I actively watch the clock to make sure she isn't going too long. I generally rock her to sleep, with a shhh and the bum tap. I also play white noise in the background.

She just seems to hate going to sleep. As soon as I hold her to rock her she starts to cry. Hubby tries to put her to sleep by gently bouncing up and down on the yoga ball and lightly stroking her head, she cries with him. We've both tried other methods and they all result in her crying.

She goes to sleep with a full tummy, won't accept a dummy however.

She's a happy baby baby, meeting all her milestones, putting on weight etc. It's just she seems to really hate sleep and I don't know what I can do to stop her hating it.

FATEdestiny Sat 07-Jan-17 19:40:15

It may not need the "gentle" bouncing. Many babies like fairly robust movement.

Most babies naturally need to suck to sooth. Id work on the dummy for independant sleeping, but if not that then how about breast feeding and leaving her on the breast whilst asleep?

Lovelongweekends Sat 07-Jan-17 19:46:44

This may not work for you but might be worth a try. When dd3 (12wks) gets over tired and screams hysterically, I hold her close to me and hum, the vibrations calm her and the noise stops her from startling awake.
Also it may worth revisiting the dummy, it's been a godsend with all my dc.

ispymincepie Sat 07-Jan-17 19:47:05

How are you feeding? I could be wrong but I'm thinking perhaps you're breastfeeding but not letting her fall asleep at the breast? I only mention this as you say you're rocking her, patting, using white noise app etc which sounds like a lot of effort! Mine used to dose off at the end of a feed. If that's the case she's far too tiny for that to be a problem. Feeding is designed to be soporific.

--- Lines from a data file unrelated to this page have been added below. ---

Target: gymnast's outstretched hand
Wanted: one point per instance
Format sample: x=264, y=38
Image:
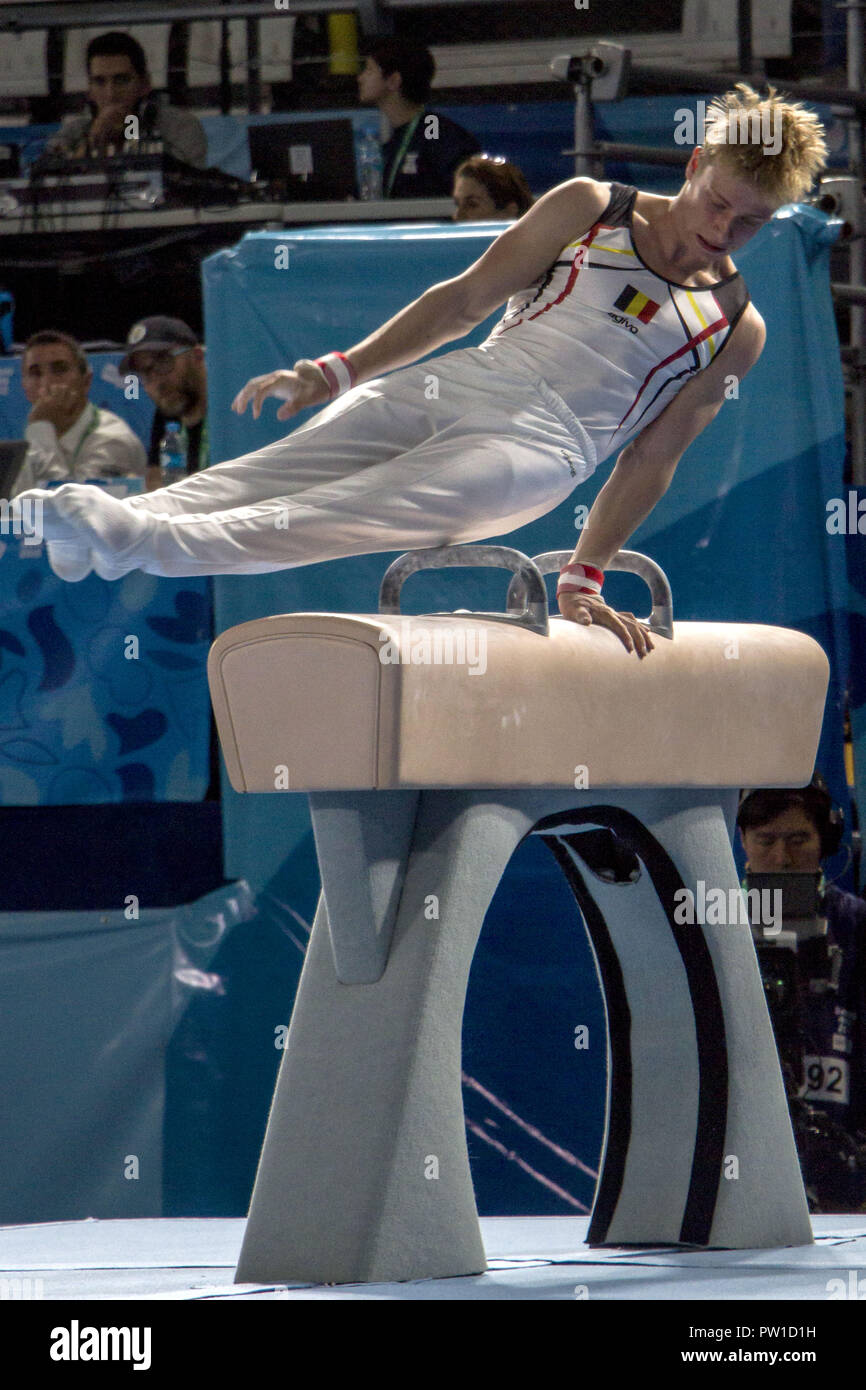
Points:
x=583, y=608
x=302, y=387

user1478209253 Sun 08-Jan-17 09:12:26

Hi All,

Thanks for the responses. I do BF but was told not to let her doze on the boob, however I do in the night. I hadn't thought of doing it for naps however.

I guess I'm just feeing overwhelmed as she is nearing the 3 month mark and I'm reading all these things about routines, not letting the baby do x, y and z.

So confusing!

Beansprout30 Sun 08-Jan-17 09:33:13

I wouldn't worry about routines for now, I'm nearly at six months and our routine went to pot over Christmas and now feel like I'm back st square one! Feed her to sleep for now it's the easiest way!